Despite the challenges being so complex, it is still worth pursuing multiple different pathways to reaching the goal of putting fusion on the grid. There are a growing number of fusion companies pursuing a diverse range of approaches to fusion, of which 93% are aiming to deliver a fusion prototype device during the 2030s. And many are making impressive progress. The penetration of fusion into the market is almost impossible to predict when looking beyond the 2040 timescale, but one could extrapolate from other comparable large technologies, such as early adoption of oil and gas, or early adoption of conventional nuclear fission powerplants. If it were valid to use such previous growth rates as a guide, fusion could reach 10% of global energy demand by 2100 – equivalent to supplying all of Europe – or as much as 40% if capital costs were 30% cheaper.

 

The past two years have been a watershed moment for fusion, which has engendered excitement in the sector. The combination of producing clear national strategies, meeting major technical landmarks and escalating investment is driving the sector at renewed pace, with a marked growth in those pursuing fusion.
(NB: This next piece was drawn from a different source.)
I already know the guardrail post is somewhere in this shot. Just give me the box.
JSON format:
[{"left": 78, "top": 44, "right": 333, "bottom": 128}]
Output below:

In the UK, the next phase of STEP will see UK Industrial Fusion Solutions seek long-term partnerships with an engineering partner and a construction partner to build a full prototype powerplant in Nottinghamshire, a major opportunity for the conventional energy industry to be at the forefront of delivering fusion too.

 

Fusion has many hurdles to overcome, but it offers such huge potential in providing abundant, low-carbon, baseload energy, including high grade heat, that it is surely worth pursuing the mastery of these challenges. One of the forefathers of fusion, Lev Artismovich, once said that ‘fusion will be ready when society needs it’. Today there is renewed optimism that fusion can deliver on its promise.

 

The views and opinions expressed in this article are strictly those of the author only and are not necessarily given or endorsed by or on behalf of the Energy Institute.